Eppure non dovremmo dimenticare quanto questo ricercatore abbia contribuito agli studi e alla conoscenza italiana attraverso la sua competenza negli anni in cui ha lavorato nell’università del Piemonte.

La storia di Djalali è forse una delle più ‘oscure’ che abbia mai raccontato e forse anche la più drammatica.

Ho seguito questo caso dall’inizio quando ancora vivevo a Tehran e avendo la possibilità di dialogare con Vida, durante questi anni ho stabilito un rapporto di amicizia e di stima reciproca.
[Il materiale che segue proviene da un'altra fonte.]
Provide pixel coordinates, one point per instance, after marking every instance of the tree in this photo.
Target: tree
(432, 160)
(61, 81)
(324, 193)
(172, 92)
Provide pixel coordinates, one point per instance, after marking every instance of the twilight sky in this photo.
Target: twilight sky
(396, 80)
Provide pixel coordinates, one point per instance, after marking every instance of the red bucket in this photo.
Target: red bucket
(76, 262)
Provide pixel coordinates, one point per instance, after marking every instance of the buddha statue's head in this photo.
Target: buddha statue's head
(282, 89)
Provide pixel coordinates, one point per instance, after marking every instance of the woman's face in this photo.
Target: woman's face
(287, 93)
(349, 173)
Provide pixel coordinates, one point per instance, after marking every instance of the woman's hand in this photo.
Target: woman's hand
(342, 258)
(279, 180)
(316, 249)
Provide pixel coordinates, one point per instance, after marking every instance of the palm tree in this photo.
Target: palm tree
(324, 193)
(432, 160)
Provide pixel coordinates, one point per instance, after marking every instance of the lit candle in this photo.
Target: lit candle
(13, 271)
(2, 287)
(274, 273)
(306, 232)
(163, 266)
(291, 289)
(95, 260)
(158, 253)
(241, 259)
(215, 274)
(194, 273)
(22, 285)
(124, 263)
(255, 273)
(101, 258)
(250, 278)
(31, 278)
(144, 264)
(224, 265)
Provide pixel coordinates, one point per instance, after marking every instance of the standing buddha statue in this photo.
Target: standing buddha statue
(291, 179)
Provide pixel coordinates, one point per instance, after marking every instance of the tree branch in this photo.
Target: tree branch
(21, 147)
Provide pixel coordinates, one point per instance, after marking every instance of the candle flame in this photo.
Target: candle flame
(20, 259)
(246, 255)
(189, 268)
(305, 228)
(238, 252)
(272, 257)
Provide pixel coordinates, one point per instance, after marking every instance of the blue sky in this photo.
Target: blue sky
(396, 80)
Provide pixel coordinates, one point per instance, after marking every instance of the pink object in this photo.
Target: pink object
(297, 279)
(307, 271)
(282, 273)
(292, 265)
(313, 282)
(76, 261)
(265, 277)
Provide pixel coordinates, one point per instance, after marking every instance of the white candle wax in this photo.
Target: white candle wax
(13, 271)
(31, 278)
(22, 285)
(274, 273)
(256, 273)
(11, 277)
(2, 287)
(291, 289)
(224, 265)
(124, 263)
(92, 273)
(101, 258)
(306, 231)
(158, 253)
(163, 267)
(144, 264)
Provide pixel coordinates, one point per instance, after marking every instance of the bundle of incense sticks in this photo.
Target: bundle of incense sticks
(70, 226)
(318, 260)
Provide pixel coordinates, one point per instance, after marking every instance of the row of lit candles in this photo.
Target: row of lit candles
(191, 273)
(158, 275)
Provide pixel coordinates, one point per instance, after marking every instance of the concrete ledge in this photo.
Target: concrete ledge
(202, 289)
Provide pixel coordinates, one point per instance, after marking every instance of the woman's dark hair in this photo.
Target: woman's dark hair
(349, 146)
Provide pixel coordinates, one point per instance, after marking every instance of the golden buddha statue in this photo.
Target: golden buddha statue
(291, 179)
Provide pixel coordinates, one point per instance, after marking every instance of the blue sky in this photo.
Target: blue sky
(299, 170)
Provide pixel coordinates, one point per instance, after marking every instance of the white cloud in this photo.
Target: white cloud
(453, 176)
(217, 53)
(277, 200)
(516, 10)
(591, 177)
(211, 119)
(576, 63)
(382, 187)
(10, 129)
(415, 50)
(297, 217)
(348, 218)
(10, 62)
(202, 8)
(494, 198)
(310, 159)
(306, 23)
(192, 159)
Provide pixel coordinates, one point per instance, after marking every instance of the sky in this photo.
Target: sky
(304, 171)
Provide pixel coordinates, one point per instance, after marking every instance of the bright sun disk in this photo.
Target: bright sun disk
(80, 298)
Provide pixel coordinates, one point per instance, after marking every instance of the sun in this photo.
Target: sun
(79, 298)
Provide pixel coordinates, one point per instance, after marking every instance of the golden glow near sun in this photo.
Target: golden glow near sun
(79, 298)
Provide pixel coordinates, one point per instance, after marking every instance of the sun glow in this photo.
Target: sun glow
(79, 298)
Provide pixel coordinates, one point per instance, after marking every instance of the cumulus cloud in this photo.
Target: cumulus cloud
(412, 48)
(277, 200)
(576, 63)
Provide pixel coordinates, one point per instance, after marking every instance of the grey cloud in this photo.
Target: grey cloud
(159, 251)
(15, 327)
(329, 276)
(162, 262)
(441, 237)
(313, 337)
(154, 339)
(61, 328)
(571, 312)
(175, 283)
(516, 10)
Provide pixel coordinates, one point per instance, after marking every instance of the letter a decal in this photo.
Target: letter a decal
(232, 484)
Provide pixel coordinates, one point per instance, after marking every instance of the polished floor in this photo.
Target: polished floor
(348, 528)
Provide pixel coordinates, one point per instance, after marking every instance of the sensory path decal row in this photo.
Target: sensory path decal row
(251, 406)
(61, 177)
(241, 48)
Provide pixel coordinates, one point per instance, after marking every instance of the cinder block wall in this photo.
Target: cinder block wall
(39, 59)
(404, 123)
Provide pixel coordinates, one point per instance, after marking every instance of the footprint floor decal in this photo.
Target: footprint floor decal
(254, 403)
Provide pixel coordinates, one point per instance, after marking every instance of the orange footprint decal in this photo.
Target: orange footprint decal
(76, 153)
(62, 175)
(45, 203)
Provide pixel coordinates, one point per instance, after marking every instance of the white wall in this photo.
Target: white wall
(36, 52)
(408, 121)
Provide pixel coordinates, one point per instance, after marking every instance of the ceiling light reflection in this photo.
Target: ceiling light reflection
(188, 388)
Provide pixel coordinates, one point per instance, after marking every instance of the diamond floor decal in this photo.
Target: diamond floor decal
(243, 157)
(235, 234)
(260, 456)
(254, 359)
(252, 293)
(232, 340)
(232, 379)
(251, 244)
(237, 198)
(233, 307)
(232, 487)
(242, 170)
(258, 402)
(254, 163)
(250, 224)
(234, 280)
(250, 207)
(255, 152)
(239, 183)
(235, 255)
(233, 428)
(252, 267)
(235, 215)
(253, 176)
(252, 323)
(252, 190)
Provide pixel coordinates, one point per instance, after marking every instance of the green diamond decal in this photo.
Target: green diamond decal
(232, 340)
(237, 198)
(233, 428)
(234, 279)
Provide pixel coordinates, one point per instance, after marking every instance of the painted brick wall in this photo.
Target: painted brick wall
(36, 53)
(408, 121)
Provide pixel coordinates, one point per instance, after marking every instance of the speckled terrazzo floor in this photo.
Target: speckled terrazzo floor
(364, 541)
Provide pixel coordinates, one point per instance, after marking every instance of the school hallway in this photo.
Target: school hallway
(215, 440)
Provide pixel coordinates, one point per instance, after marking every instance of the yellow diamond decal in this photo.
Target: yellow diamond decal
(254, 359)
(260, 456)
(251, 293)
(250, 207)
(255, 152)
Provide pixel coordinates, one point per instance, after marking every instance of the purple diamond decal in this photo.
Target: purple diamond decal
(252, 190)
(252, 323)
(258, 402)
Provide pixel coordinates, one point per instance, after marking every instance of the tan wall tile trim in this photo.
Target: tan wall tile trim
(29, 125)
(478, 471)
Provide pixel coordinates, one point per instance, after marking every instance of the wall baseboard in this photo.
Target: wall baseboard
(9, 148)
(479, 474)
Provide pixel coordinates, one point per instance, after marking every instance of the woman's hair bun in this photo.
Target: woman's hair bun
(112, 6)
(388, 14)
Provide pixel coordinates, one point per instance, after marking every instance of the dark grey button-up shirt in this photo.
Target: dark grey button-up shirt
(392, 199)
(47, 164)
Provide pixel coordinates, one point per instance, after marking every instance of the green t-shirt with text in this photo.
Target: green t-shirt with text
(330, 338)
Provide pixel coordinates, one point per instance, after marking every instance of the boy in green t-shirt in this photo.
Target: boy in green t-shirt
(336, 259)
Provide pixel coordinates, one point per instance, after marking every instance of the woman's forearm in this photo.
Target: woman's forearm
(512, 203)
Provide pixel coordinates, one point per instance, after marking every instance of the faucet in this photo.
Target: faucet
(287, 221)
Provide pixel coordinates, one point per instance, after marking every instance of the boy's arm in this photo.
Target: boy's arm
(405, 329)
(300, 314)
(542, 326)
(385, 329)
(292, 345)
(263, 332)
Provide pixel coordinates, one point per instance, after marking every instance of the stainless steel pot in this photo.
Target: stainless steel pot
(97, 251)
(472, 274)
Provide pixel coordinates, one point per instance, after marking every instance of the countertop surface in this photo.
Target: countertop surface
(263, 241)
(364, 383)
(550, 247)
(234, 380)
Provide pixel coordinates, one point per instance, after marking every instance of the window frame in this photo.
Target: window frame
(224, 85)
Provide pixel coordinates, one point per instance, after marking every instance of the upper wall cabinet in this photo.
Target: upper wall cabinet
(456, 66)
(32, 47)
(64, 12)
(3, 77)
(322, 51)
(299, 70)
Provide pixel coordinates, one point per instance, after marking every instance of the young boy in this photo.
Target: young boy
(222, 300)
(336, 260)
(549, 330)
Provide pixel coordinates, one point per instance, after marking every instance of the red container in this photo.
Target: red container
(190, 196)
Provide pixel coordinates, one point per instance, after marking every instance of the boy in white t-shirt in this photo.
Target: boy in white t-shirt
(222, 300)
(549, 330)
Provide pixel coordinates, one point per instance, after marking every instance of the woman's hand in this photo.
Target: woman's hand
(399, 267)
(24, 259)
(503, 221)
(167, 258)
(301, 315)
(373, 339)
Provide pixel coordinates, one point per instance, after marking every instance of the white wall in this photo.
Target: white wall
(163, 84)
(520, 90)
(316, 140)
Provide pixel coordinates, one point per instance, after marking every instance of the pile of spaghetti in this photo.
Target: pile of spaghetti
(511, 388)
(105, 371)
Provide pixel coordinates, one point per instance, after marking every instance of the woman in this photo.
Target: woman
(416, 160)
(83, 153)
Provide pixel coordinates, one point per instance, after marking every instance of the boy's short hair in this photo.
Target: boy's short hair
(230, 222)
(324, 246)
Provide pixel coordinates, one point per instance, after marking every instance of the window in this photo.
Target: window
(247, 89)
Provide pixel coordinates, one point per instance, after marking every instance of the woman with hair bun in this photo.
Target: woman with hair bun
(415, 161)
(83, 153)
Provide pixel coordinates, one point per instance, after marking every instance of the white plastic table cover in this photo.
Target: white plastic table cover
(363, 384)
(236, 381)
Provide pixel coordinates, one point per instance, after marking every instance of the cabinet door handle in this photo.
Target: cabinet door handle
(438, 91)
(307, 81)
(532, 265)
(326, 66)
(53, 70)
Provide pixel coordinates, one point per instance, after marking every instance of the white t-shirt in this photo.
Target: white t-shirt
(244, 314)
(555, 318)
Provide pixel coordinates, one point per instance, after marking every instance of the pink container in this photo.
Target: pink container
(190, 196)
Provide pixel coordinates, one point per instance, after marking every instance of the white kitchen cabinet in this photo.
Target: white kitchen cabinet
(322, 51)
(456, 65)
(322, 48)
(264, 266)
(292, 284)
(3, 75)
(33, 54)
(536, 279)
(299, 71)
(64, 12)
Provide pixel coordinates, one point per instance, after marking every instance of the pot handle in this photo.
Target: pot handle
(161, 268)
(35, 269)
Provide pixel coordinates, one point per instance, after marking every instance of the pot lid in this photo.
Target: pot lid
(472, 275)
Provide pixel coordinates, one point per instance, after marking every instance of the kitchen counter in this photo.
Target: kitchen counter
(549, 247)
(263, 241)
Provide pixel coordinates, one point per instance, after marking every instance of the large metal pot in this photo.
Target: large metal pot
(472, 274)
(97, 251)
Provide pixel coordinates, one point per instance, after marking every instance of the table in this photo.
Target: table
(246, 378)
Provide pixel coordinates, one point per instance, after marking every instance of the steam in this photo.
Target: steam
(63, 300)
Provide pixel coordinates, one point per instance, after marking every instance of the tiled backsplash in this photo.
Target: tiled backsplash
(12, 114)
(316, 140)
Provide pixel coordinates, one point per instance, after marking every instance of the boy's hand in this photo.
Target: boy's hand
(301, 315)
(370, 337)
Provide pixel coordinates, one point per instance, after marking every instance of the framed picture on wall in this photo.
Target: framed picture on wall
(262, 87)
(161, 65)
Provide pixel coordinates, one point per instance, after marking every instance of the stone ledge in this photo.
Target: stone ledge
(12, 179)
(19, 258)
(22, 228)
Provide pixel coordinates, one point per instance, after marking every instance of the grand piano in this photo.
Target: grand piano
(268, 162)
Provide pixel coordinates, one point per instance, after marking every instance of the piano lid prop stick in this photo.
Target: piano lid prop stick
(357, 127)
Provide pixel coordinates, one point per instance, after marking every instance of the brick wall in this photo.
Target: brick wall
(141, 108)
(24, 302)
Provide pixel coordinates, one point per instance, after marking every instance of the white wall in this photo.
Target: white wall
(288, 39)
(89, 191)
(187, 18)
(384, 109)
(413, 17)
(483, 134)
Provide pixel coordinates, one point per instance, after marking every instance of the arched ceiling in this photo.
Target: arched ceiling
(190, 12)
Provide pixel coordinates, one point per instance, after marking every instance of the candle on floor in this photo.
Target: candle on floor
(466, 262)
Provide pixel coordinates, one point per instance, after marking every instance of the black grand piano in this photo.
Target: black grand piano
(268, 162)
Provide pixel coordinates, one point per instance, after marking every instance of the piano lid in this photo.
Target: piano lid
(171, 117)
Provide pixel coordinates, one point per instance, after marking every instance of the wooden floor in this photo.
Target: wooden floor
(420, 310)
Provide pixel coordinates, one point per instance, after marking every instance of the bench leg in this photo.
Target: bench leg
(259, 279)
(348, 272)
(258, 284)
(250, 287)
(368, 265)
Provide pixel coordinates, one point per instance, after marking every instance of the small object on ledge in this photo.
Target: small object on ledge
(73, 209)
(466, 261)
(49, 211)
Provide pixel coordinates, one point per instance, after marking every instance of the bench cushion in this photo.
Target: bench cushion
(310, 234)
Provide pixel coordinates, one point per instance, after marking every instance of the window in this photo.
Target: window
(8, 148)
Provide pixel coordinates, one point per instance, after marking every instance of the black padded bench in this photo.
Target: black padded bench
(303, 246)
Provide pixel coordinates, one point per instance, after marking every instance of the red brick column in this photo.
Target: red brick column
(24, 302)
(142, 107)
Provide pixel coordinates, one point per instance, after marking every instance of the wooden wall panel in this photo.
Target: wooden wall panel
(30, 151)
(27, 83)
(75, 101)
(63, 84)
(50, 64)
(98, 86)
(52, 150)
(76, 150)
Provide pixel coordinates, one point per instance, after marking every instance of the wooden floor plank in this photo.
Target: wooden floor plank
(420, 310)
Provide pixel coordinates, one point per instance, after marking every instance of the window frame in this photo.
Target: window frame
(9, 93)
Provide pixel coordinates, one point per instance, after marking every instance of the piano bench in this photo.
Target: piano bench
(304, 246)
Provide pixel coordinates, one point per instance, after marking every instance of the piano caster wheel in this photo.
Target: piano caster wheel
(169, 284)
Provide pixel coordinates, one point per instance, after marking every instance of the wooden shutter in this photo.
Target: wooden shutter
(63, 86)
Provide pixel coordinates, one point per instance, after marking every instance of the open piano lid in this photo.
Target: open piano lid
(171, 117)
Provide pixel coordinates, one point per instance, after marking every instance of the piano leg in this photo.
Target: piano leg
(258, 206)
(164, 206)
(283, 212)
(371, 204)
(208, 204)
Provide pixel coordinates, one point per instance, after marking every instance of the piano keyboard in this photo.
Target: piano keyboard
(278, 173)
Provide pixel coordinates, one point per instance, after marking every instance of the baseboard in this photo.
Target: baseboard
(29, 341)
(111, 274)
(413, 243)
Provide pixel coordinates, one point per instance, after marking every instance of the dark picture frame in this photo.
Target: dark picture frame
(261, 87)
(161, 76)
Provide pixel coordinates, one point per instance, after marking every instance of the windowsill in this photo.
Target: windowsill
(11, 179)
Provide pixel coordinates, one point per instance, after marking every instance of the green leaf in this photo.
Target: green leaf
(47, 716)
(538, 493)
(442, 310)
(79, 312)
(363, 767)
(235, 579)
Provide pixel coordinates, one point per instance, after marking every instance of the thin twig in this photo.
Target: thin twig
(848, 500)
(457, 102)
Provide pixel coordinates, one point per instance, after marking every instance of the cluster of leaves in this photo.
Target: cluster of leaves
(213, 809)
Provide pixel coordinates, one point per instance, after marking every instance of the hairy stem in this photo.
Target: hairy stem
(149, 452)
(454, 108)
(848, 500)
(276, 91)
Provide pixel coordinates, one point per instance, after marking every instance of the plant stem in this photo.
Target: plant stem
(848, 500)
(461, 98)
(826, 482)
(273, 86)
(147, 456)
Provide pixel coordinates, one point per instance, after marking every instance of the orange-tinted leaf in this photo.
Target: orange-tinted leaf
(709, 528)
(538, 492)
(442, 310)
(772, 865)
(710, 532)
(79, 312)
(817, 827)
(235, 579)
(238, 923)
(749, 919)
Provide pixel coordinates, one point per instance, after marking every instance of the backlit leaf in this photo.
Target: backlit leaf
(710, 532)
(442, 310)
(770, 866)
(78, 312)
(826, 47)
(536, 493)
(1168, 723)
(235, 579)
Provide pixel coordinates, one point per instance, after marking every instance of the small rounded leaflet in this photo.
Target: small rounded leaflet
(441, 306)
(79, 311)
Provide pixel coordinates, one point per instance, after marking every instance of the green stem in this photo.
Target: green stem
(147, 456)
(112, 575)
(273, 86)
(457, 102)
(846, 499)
Con lei ho condiviso le attese, le paure, le lacrime, e il terrore di non sapere cosa fosse capitato a Ahmadreza quando venne bendato, prelevato e trasferito dal carcere in un luogo non identificato.

Per giorni e giorni abbiamo atteso notizie fino a quando ha fatto rientro in carcere. Erano stati giorni difficili in cui Vida era arrivata a pensare che lo avessero già ‘giustiziato’ senza nemmeno che la famiglia ne fosse avvertita. Un atteggiamento consueto in Iran.

Nel dramma di saperlo in carcere, la buona notizia era ed è tutt’oggi che Ahmadreza è vivo. Ma non sappiamo ancora per quanto.

La condanna a morte per Ahmadreza Djalali è ancora in essere, è stata solo ‘temporaneamente sospesa’ ovvero interrotta ma solo per un periodo limitato di tempo.

Non sappiamo quanto sia questo ‘tempo’ ma prima che accada l’irreparabile possiamo fare qualcosa, possiamo chiedere ad esempio ai nostri politici di intervenire immediatamente su questo caso. Possiamo parlarne e divulgare il più possibile la terribile storia di questa famiglia.

Ma dobbiamo farlo oggi, perchè domani potrebbe essere già troppo tardi.